We define a circulation to be the analog of a given flow f in the previous version: certain values assigned to each edge, the amount of stuff going through it at a certain time. Each edge still has a capacity, and there cannot be any more flow accumulating or leaving a node than its demand states. So, these are simply updated capacity and conservation (demand) conditions. We call a circulation feasible if there indeed exist flow values on each edge for which these conditions can be met. We have that if there exists a feasible circulation, then the sum of all demands of all nodes must be equal to 0. Then, we can define the analog of a graph flow value to be D, the sum of all the positive demands (or the absolute value of the sum of the negative demands, because they are equal).
We then have that:
- there is a feasible circulation in G if and only if the max s*-t* flow in G' has value D. If all capacities and demands are integers, and there is a feasible circulation, then the feasible circulation is integer valued.
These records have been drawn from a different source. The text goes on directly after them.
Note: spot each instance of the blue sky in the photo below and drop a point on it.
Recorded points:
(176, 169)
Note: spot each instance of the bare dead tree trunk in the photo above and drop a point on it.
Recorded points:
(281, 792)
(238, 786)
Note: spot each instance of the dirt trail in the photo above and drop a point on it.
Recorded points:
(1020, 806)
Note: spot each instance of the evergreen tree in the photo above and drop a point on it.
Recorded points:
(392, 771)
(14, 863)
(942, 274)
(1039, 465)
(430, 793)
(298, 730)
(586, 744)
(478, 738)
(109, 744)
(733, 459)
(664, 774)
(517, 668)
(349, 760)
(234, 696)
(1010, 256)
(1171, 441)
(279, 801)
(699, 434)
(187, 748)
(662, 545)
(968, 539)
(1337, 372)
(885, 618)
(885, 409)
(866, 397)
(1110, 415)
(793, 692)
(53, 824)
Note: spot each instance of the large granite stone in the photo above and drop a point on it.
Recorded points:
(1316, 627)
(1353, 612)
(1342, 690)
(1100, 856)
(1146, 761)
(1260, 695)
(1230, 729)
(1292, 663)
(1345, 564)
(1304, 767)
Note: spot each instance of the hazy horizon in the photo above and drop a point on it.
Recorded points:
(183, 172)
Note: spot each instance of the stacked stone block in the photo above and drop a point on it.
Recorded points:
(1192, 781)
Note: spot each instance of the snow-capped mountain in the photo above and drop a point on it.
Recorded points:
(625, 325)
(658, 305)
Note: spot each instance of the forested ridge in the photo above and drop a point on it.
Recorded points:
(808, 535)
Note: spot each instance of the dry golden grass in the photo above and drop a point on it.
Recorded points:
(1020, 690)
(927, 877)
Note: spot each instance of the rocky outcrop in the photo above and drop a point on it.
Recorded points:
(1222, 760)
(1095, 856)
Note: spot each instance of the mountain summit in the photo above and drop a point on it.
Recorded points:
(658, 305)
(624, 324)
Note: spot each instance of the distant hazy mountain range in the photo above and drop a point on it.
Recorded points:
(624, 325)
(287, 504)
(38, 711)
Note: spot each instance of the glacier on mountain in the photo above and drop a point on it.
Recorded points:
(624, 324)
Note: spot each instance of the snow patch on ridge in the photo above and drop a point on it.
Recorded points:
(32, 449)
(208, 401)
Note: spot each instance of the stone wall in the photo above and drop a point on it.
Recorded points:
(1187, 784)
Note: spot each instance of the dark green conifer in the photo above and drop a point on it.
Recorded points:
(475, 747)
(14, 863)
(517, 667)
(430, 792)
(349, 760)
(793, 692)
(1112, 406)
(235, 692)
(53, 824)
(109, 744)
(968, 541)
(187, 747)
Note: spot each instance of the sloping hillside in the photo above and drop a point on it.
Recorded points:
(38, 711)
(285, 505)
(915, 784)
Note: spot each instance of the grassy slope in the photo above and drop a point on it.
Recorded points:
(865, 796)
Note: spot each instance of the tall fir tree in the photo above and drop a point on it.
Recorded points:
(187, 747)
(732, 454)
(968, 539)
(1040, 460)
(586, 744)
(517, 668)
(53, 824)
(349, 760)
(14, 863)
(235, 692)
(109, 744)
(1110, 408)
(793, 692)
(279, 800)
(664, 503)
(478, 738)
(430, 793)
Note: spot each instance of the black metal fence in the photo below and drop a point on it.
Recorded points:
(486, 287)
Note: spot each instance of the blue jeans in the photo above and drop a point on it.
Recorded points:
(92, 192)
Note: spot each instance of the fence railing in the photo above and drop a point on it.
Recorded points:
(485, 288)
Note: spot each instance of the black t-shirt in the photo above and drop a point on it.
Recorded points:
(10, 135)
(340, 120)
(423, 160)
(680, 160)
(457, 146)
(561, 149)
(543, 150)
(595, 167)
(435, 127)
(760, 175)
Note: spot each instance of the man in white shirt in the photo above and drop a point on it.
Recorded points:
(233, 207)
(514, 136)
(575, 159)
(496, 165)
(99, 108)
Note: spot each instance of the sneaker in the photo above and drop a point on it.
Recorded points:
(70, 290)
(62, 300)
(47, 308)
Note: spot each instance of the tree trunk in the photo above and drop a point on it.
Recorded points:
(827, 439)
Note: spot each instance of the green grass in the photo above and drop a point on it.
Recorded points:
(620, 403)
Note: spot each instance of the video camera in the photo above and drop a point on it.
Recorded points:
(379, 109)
- G has a feasible circulation if and only if for all cuts (A,B), the sum of all demands of nodes in B in less than or equal to the capacity of the cut (same definition as before).
Circulations with lower bounds
An added twist that we can toss in, is that each edge must have at least a certain amount of flow across it. As it happens, we can simply delete the lower bounds out of consideration and then consider it in the same manner as we did before. If there does not exist a feasible circulation in the new version, then there did not exist one in the lower bound version.
This section was a tad shorter but I also greatly appreciated the variety and extent of the conversation on extensions. 9/10.